108 neue Mietwohnungen der Märkischen Heimat unmittelbar vor Fertigstellung

„Das Baby ist fast fertig“, sagte Bürgermeister Andreas Igel am vergangenen Donnerstag über den 22 Millionen Euro Neubau der Märkischen Heimat in der Clara-Zetkin-Straße. Die drei Wohnblöcke mit insgesamt 108 Wohnungen stehen unmittelbar vor der Fertigstellung. Thomas Schröter, Geschäftsführer der Märkischen Heimat, strahlte bei seinem letzten Großprojekt über beide Ohren und präsentierte den Anwesenden voller Stolz die bereits fertigen Zwei-, Drei- und Vierraumwohnungen in einem der Wohnblöcke.
„Rund 50 Wohnungen sind bereits geblockt“, verriet Schröter im Schatten des Wohnblocks, dessen Investitionsvolumen für ein kommunales Unternehmen kein Pappenstiel sei. Bürgermeister Andreas Igel betonte, dass die Nachfrage aus der Ludwigsfelder Bevölkerung heraus bestünde. Jedoch sei das, was auf die Ludwigsfelder attraktiv wirke, auch für andere Bürger außerhalb der Stadtgrenze attraktiv.
Die Wohnflächen des größten kommunalen Bauvorhabens im Land Brandenburg variieren zwischen 50 und 90 m² und besitzen einen zeitgemäßen und individuellen Grundriss. Über einen Fahrstuhl sind alle Mieteinheiten barrierefrei zu erreichen.

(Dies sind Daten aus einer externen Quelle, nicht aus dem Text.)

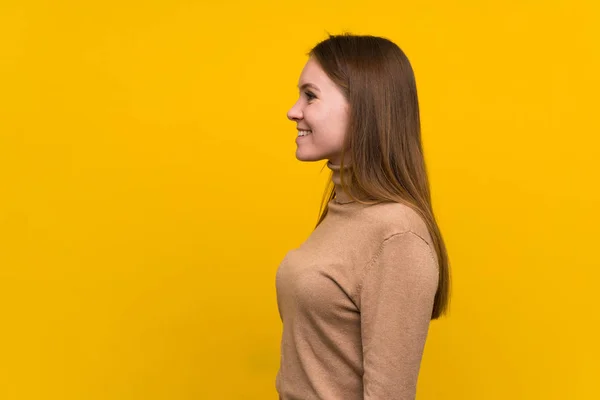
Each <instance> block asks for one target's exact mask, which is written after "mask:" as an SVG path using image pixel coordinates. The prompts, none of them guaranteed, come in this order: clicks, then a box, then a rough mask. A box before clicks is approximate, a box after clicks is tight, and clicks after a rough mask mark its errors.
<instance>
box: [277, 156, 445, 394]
mask: <svg viewBox="0 0 600 400" xmlns="http://www.w3.org/2000/svg"><path fill="white" fill-rule="evenodd" d="M327 166H328V167H329V169H331V170H332V171H333V175H332V181H333V183H334V184H335V187H336V198H335V199H332V200H331V201H330V202H329V204H328V207H329V211H328V213H327V215H326V217H325V219H324V220H323V221H322V222H321V224H319V226H318V227H317V228H316V229H315V230H313V231H312V232H311V234H310V235H309V237H308V238H307V239H306V240H305V241H304V242H303V243H302V244H301V245H300V246H299V247H298V248H295V249H292V250H290V251H289V252H287V254H286V255H285V257H284V259H283V260H282V262H281V264H280V265H279V267H278V268H277V272H276V278H275V283H276V292H277V306H278V311H279V315H280V318H281V321H282V323H283V333H282V337H281V346H280V348H281V352H280V367H279V370H278V372H277V376H276V378H275V386H276V390H277V393H278V394H279V399H281V400H411V399H414V398H415V396H416V387H417V378H418V375H419V370H420V365H421V359H422V355H423V351H424V348H425V342H426V338H427V335H428V330H429V323H430V321H431V313H432V309H433V302H434V297H435V293H436V290H437V286H438V279H439V274H438V262H437V257H436V254H435V251H433V244H432V241H431V236H430V234H429V232H428V229H427V226H426V225H425V223H424V221H423V220H422V219H421V217H420V216H419V215H418V214H417V213H416V212H415V211H414V210H412V209H411V208H410V207H408V206H406V205H403V204H400V203H395V202H386V203H379V204H375V205H363V204H361V203H359V202H355V201H352V200H351V199H350V198H349V196H348V195H347V194H346V193H345V192H344V191H343V189H342V186H341V180H340V172H341V171H340V166H339V165H334V164H332V163H331V162H330V161H328V163H327ZM345 167H346V168H347V169H346V170H345V171H344V180H345V181H347V179H346V176H347V175H346V173H348V174H349V172H346V171H349V170H350V168H351V166H345Z"/></svg>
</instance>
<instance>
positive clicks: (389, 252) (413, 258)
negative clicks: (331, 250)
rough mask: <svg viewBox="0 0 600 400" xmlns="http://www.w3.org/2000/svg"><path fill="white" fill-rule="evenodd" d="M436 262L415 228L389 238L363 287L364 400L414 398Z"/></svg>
mask: <svg viewBox="0 0 600 400" xmlns="http://www.w3.org/2000/svg"><path fill="white" fill-rule="evenodd" d="M438 277H439V275H438V266H437V264H436V262H435V260H434V258H433V255H432V250H431V248H430V247H429V245H428V244H427V243H426V242H425V241H424V240H423V239H422V238H421V237H419V236H418V235H416V234H415V233H413V232H410V231H408V232H403V233H398V234H394V235H392V236H390V237H388V238H386V239H385V240H384V241H383V243H382V244H381V247H380V248H379V252H378V253H377V255H376V256H375V258H374V259H373V260H372V262H370V263H369V265H367V270H366V271H365V273H364V275H363V279H362V285H361V288H360V314H361V335H362V347H363V366H364V374H363V391H364V400H384V399H385V400H413V399H414V398H415V396H416V386H417V378H418V374H419V368H420V364H421V358H422V355H423V351H424V348H425V340H426V338H427V333H428V330H429V322H430V320H431V312H432V309H433V301H434V297H435V293H436V290H437V285H438V279H439V278H438Z"/></svg>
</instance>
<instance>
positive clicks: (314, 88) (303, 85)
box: [298, 82, 320, 92]
mask: <svg viewBox="0 0 600 400" xmlns="http://www.w3.org/2000/svg"><path fill="white" fill-rule="evenodd" d="M306 87H312V88H313V89H315V90H316V91H317V92H320V90H319V88H318V87H316V86H315V85H313V84H312V83H310V82H307V83H303V84H302V86H298V89H300V90H302V89H304V88H306Z"/></svg>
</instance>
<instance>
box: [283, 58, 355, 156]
mask: <svg viewBox="0 0 600 400" xmlns="http://www.w3.org/2000/svg"><path fill="white" fill-rule="evenodd" d="M304 84H311V86H308V87H303V85H304ZM298 88H299V90H300V97H299V98H298V101H296V103H295V104H294V106H293V107H292V108H291V109H290V110H289V111H288V112H287V117H288V119H290V120H291V121H296V127H297V129H301V130H311V131H312V133H311V134H310V135H308V136H305V137H300V138H298V139H297V141H296V143H297V148H296V158H297V159H298V160H300V161H319V160H325V159H328V160H329V161H330V162H331V163H333V164H337V165H339V164H340V163H341V152H342V145H343V140H344V135H345V133H346V127H347V124H348V102H347V100H346V98H345V97H344V95H343V93H342V92H341V91H340V89H339V88H338V87H337V86H336V85H335V83H334V82H333V81H332V80H331V79H329V77H328V76H327V74H326V73H325V72H324V71H323V69H321V67H320V65H319V64H318V63H317V62H316V60H314V59H313V58H312V57H311V58H309V60H308V61H307V62H306V65H305V66H304V68H303V69H302V73H301V74H300V79H299V81H298ZM347 156H348V154H347ZM345 162H347V160H345Z"/></svg>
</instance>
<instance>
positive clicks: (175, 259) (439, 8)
mask: <svg viewBox="0 0 600 400" xmlns="http://www.w3.org/2000/svg"><path fill="white" fill-rule="evenodd" d="M599 16H600V13H599V6H598V2H597V1H592V0H589V1H572V0H556V1H548V0H544V1H542V0H539V1H522V0H519V1H503V2H488V1H478V2H477V1H459V2H448V1H410V2H408V1H406V2H393V1H388V2H375V1H374V2H365V1H347V0H345V1H335V2H323V1H312V0H311V1H303V2H276V1H257V2H251V3H248V2H243V1H237V2H200V1H197V2H194V1H173V0H170V1H166V0H165V1H123V0H121V1H111V0H108V1H94V2H88V1H16V0H15V1H6V0H3V1H2V3H1V6H0V53H1V54H0V318H1V330H0V398H2V399H7V400H8V399H11V400H12V399H86V400H87V399H90V400H91V399H144V400H154V399H275V398H276V393H275V388H274V385H275V374H276V372H277V369H278V362H279V340H280V334H281V322H280V320H279V316H278V312H277V304H276V297H275V272H276V269H277V266H278V264H279V262H280V261H281V259H282V258H283V257H284V255H285V253H286V252H287V251H288V250H289V249H291V248H293V247H295V246H297V245H299V244H300V243H301V242H302V241H303V240H305V238H306V237H307V236H308V235H309V234H310V232H311V230H312V227H313V226H314V223H315V221H316V218H317V212H318V203H319V200H320V199H321V195H322V190H323V189H324V185H325V183H326V179H327V178H328V174H327V172H328V171H327V170H326V169H323V170H322V167H323V165H324V161H323V162H318V163H301V162H299V161H298V160H296V158H295V155H294V153H295V148H296V145H295V143H294V141H295V137H296V130H295V124H294V123H292V122H290V121H288V120H287V119H286V115H285V114H286V112H287V110H288V109H289V108H290V107H291V106H292V105H293V103H294V102H295V101H296V98H297V95H298V92H297V89H296V84H297V81H298V77H299V74H300V71H301V69H302V67H303V65H304V62H305V61H306V56H305V53H306V52H308V50H309V49H310V48H311V47H312V46H314V45H315V44H316V43H317V42H318V41H320V40H322V39H324V38H325V37H326V33H327V32H330V33H341V32H343V31H349V32H352V33H356V34H374V35H381V36H385V37H388V38H390V39H392V40H394V41H395V42H396V43H397V44H398V45H399V46H400V47H401V48H402V49H403V50H404V51H405V52H406V54H407V55H408V57H409V59H410V60H411V63H412V66H413V68H414V70H415V74H416V77H417V85H418V90H419V97H420V105H421V117H422V125H423V142H424V146H425V151H426V158H427V162H428V168H429V173H430V176H431V185H432V191H433V197H434V199H433V201H434V208H435V211H436V213H437V216H438V219H439V223H440V226H441V229H442V232H443V234H444V235H445V239H446V242H447V246H448V251H449V255H450V258H451V262H452V268H453V269H452V273H453V283H454V285H453V297H452V303H451V307H452V308H451V312H450V315H449V317H446V318H444V319H442V320H439V321H435V322H433V323H432V325H431V328H430V335H429V339H428V342H427V345H426V348H425V354H424V358H423V363H422V368H421V374H420V378H419V385H418V396H417V397H418V398H419V399H421V400H426V399H461V400H464V399H477V400H480V399H502V400H506V399H544V400H549V399H597V398H600V389H599V388H598V386H597V384H596V382H597V378H598V376H599V374H600V368H599V367H598V359H599V358H600V346H599V344H598V337H599V334H600V332H599V330H598V325H599V323H600V321H599V311H598V304H599V301H598V290H597V288H598V280H599V279H600V273H599V267H600V262H599V259H598V250H597V246H598V241H599V239H600V228H599V227H600V218H599V216H600V211H599V207H600V190H599V186H600V185H599V180H600V178H599V175H600V174H599V173H600V168H599V166H598V157H600V154H599V153H600V151H599V149H600V139H599V136H600V135H599V134H600V124H599V123H598V106H599V100H598V99H599V96H600V84H599V82H600V79H599V73H598V71H599V70H600V56H599V53H600V52H599V44H598V43H599V38H600V28H599V22H598V21H599V20H600V18H599Z"/></svg>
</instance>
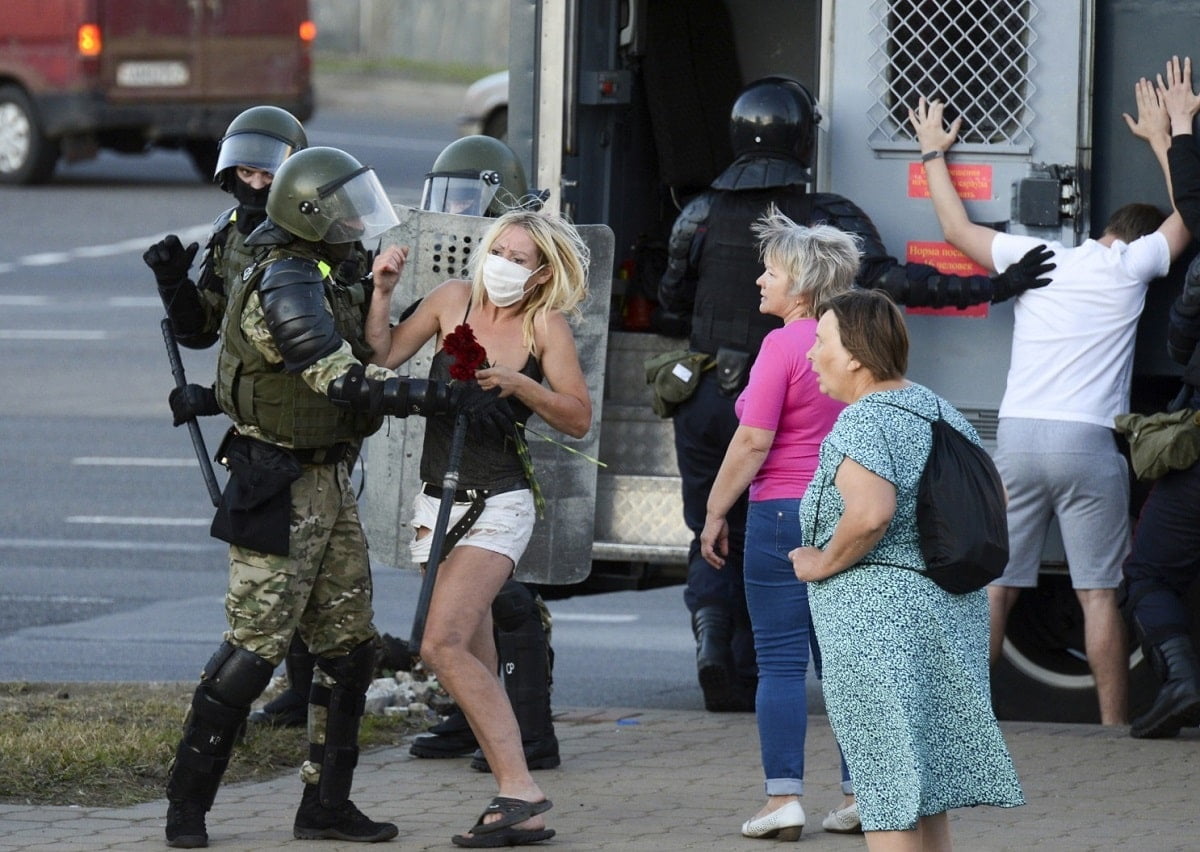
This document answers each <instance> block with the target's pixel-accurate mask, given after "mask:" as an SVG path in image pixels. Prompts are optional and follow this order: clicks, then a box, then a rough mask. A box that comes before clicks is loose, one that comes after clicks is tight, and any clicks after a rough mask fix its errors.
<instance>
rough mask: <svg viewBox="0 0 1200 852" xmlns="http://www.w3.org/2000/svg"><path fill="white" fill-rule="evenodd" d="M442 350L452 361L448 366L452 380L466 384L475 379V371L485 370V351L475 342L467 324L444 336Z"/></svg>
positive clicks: (486, 357) (472, 332) (486, 363)
mask: <svg viewBox="0 0 1200 852" xmlns="http://www.w3.org/2000/svg"><path fill="white" fill-rule="evenodd" d="M442 349H443V352H445V353H446V354H448V355H450V358H452V359H454V364H451V365H450V378H452V379H458V380H460V382H467V380H468V379H474V378H475V371H476V370H486V368H487V350H486V349H485V348H484V347H482V346H480V343H479V341H478V340H475V332H474V330H473V329H472V328H470V325H468V324H467V323H463V324H462V325H460V326H457V328H456V329H455V330H454V331H451V332H450V334H448V335H446V336H445V340H444V341H442Z"/></svg>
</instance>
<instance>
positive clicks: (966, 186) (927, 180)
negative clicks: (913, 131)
mask: <svg viewBox="0 0 1200 852" xmlns="http://www.w3.org/2000/svg"><path fill="white" fill-rule="evenodd" d="M947 166H948V167H949V169H950V180H952V181H953V182H954V188H955V190H958V191H959V198H961V199H962V200H965V202H990V200H991V166H988V164H986V163H947ZM908 198H929V181H928V180H925V167H924V166H922V164H920V163H908Z"/></svg>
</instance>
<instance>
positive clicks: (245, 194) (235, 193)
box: [233, 179, 271, 212]
mask: <svg viewBox="0 0 1200 852" xmlns="http://www.w3.org/2000/svg"><path fill="white" fill-rule="evenodd" d="M270 191H271V187H270V185H266V186H264V187H263V188H262V190H256V188H254V187H253V186H251V185H250V184H247V182H246V181H244V180H240V179H235V180H234V184H233V197H234V198H236V199H238V204H240V205H241V206H242V209H244V210H246V211H248V212H264V211H265V210H266V193H269V192H270Z"/></svg>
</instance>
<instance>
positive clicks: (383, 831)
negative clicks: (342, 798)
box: [292, 784, 400, 844]
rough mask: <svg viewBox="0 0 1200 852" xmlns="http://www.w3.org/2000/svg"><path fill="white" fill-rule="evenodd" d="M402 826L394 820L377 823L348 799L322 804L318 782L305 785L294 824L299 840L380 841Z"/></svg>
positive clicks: (304, 785)
mask: <svg viewBox="0 0 1200 852" xmlns="http://www.w3.org/2000/svg"><path fill="white" fill-rule="evenodd" d="M397 834H400V829H398V828H396V826H395V823H391V822H374V821H373V820H371V818H370V817H368V816H367V815H366V814H364V812H362V811H360V810H359V809H358V808H355V806H354V803H353V802H350V800H349V799H343V800H342V802H341V803H340V804H336V805H332V806H329V805H324V804H322V803H320V794H319V793H318V792H317V785H316V784H306V785H304V796H302V797H301V799H300V808H299V810H296V820H295V823H294V824H293V826H292V835H293V836H294V838H295V839H296V840H349V841H350V842H358V844H378V842H382V841H384V840H391V839H392V838H395V836H396V835H397Z"/></svg>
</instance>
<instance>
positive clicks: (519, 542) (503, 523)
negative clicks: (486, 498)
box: [409, 488, 536, 566]
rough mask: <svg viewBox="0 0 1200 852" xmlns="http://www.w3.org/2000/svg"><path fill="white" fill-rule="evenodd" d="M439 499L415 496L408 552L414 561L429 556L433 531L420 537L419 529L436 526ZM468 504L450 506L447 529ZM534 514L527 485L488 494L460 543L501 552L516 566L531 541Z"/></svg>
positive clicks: (456, 518) (532, 532) (451, 525)
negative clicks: (419, 535)
mask: <svg viewBox="0 0 1200 852" xmlns="http://www.w3.org/2000/svg"><path fill="white" fill-rule="evenodd" d="M440 503H442V500H440V499H439V498H437V497H430V496H428V494H426V493H425V492H424V491H421V492H419V493H418V494H416V499H415V500H413V520H412V521H410V522H409V523H410V526H412V527H413V539H412V541H410V544H409V552H410V553H412V557H413V562H414V563H416V564H419V565H424V564H425V563H426V562H428V559H430V546H431V545H432V544H433V535H432V533H431V534H426V535H425V538H422V539H418V538H416V533H418V532H419V530H420V529H421V528H422V527H425V528H427V529H430V530H432V529H433V524H434V523H436V522H437V520H438V506H439V505H440ZM469 508H470V504H469V503H455V504H454V505H452V506H451V508H450V523H449V526H448V528H446V529H448V532H449V529H451V528H454V526H455V524H456V523H457V522H458V518H461V517H462V516H463V515H466V514H467V509H469ZM535 517H536V516H535V512H534V508H533V492H532V491H529V490H528V488H522V490H520V491H506V492H504V493H503V494H493V496H492V497H488V498H487V502H486V503H485V504H484V511H482V514H481V515H480V516H479V517H478V518H476V520H475V523H474V524H473V526H472V528H470V529H468V530H467V534H466V535H463V536H462V538H461V539H460V540H458V545H470V546H472V547H482V548H484V550H487V551H492V552H494V553H500V554H503V556H506V557H508V558H509V559H511V560H512V564H514V566H515V565H516V564H517V562H520V559H521V556H522V554H523V553H524V548H526V547H527V546H528V545H529V536H532V535H533V522H534V518H535Z"/></svg>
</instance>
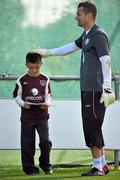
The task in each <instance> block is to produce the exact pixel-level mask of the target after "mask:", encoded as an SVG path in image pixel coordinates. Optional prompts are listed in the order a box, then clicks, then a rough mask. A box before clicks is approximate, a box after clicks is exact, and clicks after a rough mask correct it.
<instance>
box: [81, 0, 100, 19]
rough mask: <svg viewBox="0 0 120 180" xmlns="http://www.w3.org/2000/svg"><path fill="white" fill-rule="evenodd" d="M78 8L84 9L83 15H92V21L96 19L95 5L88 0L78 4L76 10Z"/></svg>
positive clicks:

Außerdem verfügen die Wohnungen über einen großzügigen Balkon oder eine Terrasse, Fußbodenheizung sowie einen modernen Vinylboden.

Der im Oktober in den Vorruhestand gehende Thomas Schröter geht davon aus, dass die Blöcke Ende dieses Jahres fertiggestellt werden, sodass die ersten Mieter Anfang 2021 die neuen Wohnungen beziehen können. In den kommenden Wochen sollen nun auch die Außenanlagen fertiggestellt und die Tiefgarage vollflächig begrünt werden.
„Die Märkische Heimat ist ein Trendsetter. Gerade im Neubaubereich sind die Mieten dieser Wohnungen konkurrenzlos. Allein die begrünte Tiefgarage mit 123 Stellplätzen setzt einen neuen Standard. Das ist Wohnen in der Gegenwart, wohnen wie es die Menschen heutzutage erwarten!“, freute sich Bürgermeister Igel über das neue Wohnungsangebot in Ludwigsfelde.